4) Bilan général : l’unité d’apprentissage confronté à la réalité.
Il s’agit ici de faire la comparaison entre la progression prévue initialement et ce que j’ai pu mettre en place réellement.
L’évaluation-diagnostic était essentielle pour faire le point sur les pré-requis des élèves. Après cet examen, il s’est donc avéré que je ne pouvais pas poursuivre ma progression telle que je l’avais prévue :
- un travail sur la dédramatisation du contact n’était pas nécessaire pour la majorité des élèves,
- en revanche, des activités de manipulation de balle furent indispensables pour pallier leurs manques en ce domaine (ce qui m’a assez surpris au vu de leur assez bonne habileté motrice en général),
- la passe en arrière fut assimilée très rapidement.

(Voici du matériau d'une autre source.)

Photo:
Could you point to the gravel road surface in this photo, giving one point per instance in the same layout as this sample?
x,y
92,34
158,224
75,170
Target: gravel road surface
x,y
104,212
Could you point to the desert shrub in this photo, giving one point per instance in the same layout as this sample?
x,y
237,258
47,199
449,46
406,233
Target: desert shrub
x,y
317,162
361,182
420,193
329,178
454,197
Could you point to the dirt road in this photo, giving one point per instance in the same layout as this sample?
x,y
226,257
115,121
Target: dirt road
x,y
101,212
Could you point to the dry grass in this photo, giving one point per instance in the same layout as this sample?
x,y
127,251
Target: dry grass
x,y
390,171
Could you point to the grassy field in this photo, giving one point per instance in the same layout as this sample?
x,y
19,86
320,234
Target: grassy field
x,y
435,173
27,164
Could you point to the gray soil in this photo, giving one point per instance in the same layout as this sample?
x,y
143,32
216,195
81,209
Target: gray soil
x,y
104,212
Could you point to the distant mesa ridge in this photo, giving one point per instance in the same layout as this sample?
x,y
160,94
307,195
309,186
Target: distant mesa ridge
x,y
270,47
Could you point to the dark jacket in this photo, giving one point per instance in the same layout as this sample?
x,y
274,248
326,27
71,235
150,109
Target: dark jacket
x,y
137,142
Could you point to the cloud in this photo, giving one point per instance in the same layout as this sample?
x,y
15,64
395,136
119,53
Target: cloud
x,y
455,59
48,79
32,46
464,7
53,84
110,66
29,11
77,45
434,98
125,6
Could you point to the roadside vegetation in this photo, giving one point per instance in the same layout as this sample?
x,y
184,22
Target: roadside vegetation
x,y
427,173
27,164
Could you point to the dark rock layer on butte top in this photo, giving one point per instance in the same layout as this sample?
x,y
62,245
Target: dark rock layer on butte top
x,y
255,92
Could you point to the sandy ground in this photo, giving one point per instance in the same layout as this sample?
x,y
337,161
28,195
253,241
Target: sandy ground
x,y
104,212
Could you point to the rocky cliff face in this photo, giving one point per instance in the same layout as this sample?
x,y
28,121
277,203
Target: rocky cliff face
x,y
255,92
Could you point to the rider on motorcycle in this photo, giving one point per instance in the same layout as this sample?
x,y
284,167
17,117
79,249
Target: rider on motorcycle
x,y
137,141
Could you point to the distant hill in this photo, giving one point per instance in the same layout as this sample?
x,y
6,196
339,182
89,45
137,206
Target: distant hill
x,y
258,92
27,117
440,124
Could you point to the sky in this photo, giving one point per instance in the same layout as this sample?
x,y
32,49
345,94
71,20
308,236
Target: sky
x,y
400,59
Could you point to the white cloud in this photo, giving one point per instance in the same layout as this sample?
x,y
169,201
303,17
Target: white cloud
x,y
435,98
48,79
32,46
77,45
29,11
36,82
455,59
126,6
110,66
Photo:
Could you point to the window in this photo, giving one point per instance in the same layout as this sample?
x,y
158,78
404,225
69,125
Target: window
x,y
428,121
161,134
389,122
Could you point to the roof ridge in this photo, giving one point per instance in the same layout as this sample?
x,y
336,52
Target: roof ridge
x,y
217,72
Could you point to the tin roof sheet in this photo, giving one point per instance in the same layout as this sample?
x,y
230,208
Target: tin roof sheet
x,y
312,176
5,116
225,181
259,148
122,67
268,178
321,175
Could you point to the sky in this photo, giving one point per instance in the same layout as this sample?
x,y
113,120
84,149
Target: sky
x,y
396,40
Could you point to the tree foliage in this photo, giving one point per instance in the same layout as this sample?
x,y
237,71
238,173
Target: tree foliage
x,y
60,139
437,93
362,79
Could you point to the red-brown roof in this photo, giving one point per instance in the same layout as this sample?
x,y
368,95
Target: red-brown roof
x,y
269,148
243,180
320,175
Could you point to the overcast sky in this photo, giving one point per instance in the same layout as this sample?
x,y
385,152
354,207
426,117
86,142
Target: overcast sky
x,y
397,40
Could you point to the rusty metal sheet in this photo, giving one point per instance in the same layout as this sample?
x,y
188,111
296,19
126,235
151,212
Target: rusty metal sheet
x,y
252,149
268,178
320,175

Quant à l’aspect stratégique et collectif imposé par la contrainte de la passe en arrière (notamment le démarquage), la séquence prévue a été écourtée en raison de problèmes de gestion du groupe classe. Mais cela n’a pas ralenti la progression des élèves, car ils ont perçu l’efficacité du démarquage pour avancer en situation de jeu réel.
Enfin, l’interdiction du jeu au sol a entraîné une fluidité dans le jeu : comme le ballon n’était plus « enterré » dans les regroupements, cela a permis de faire vivre le jeu et a donné naissance à de réels mouvements collectifs (soutien, jeu déployé).